Miguel Bosé singles chronology
| "Madrid, Madrid" (1991) | "Si Tú No Vuelves" (1992) | "Nada Particular" (1993) |

Music video
- "Si Tú No Vuelves" Video on YouTube

= Si Tú No Vuelves =

1993 single by Miguel Bosé

"Si Tú No Vuelves" (English: "If You Don't Come Back") was first released in 1993 as the lead single for Miguel Bosé's studio album Bajo el Signo de Caín.

== Background and release ==
The song was written by Bosé, Lanfranco Ferrario and Massimo Grilli. For the international edition of the album an Italian adaptation was recorded, Se Tu Non Torni, and an English lyrics one titled "They're only words" from the English language album Under the sign of Cain.

==Track listing==

CD Promo
| No. | Title | Length |
|---|---|---|
| 1. | "Si Tú No Vuelves" | 4:42 |
| 2. | "Lo Que Hay Es Lo Que Ves" | 5:40 |
| 3. | "Bajo el signo de Caín (Instrumental)" | 5:17 |

==Amaral and Chetes version==
A cover version of the song was recorded by Spanish duo Amaral and Mexican singer Chetes and released on Amaral's 2005 album, Pájaros en la cabeza.

== Miguel Bosé and Shakira version ==

The song is a re-make of Miguel Bosé's song featuring the Colombian artist Shakira and is included on the former's album Papito. "Si Tú No Vuelves" was first released in Italy and it was recorded by Gustavo Celis in Panama. The song was a success in Italy and Spain, reaching at 2 on the chart and certified gold in the latter.

The song is slow and melodic, and gradually reaches a climax where Shakira ends the song.

===Chart===

| Chart (2007) | Peak position |
|---|---|
| Italy (FIMI) | 2 |

=== Certifications ===

| Region | Certification | Certified units/sales |
| Spain (Promusicae) | Gold | 30,000^{‡} |
^{‡} Sales+streaming figures based on certification alone.

== Miguel Bosé and Ha*Ash version ==

The song is a re-make of Miguel Bosé's song featuring the American duo Ha*Ash and is included in Ha*Ash's live album Ha*Ash: En Vivo (2019). It was written by Bosé, Lanfranco Ferrario and Massimo Grilli.

=== Music video ===
The music video for "Si Tú No Vuelves", recorded live for the live album Ha*Ash: En Vivo, was released on December 6, 2019. The video was filmed in Auditorio Nacional, Mexico City.

=== Live performances ===
Miguel Bosé and Ha*Ash performed "Si Tú No Vuelves" for the first time at the "Festival de Viña del Mar" on February 20, 2018. On November 11, 2018, they appeared on Auditorio Nacional, and also performed "Si Tú No Vuelves".

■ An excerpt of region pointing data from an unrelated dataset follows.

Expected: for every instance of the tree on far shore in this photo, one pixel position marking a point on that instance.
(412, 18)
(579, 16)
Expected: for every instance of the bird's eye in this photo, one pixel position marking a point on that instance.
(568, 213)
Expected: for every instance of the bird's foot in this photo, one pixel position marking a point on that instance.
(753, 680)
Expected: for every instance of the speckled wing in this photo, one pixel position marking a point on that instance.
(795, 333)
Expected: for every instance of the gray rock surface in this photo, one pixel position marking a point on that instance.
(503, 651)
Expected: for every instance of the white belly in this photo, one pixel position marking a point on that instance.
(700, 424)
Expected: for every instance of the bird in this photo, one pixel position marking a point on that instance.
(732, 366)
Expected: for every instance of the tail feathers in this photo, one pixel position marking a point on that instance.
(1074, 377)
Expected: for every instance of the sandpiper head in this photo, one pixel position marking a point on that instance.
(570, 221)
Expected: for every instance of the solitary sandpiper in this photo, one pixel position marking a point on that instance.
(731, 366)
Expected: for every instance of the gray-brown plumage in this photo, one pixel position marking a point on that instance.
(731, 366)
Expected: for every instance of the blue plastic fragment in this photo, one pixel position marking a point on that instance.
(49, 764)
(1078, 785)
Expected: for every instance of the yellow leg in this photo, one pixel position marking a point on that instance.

=== Charts and commercial performance ===
The track peaked one on the Monitor Latino in Mexico.

==== Weekly charts ====

| Chart (2019) | Peak position |
|---|---|
| Mexico (Monitor Latino) | 1 |
| Mexico Tocadas (Monitor Latino) | 2 |

==== Year-end charts ====

2019 year-end chart performance for "Si Tú No Vuelves"
| Chart (2019) | Position |
|---|---|
| Mexico (Monitor Latino) | 86 |
| Mexico Top 100 Touch (Monitor Latino) | 90 |

=== Certifications ===

| Region | Certification | Certified units/sales |
| Mexico (AMPROFON) | Gold | 30,000^{‡} |
^{‡} Sales+streaming figures based on certification alone.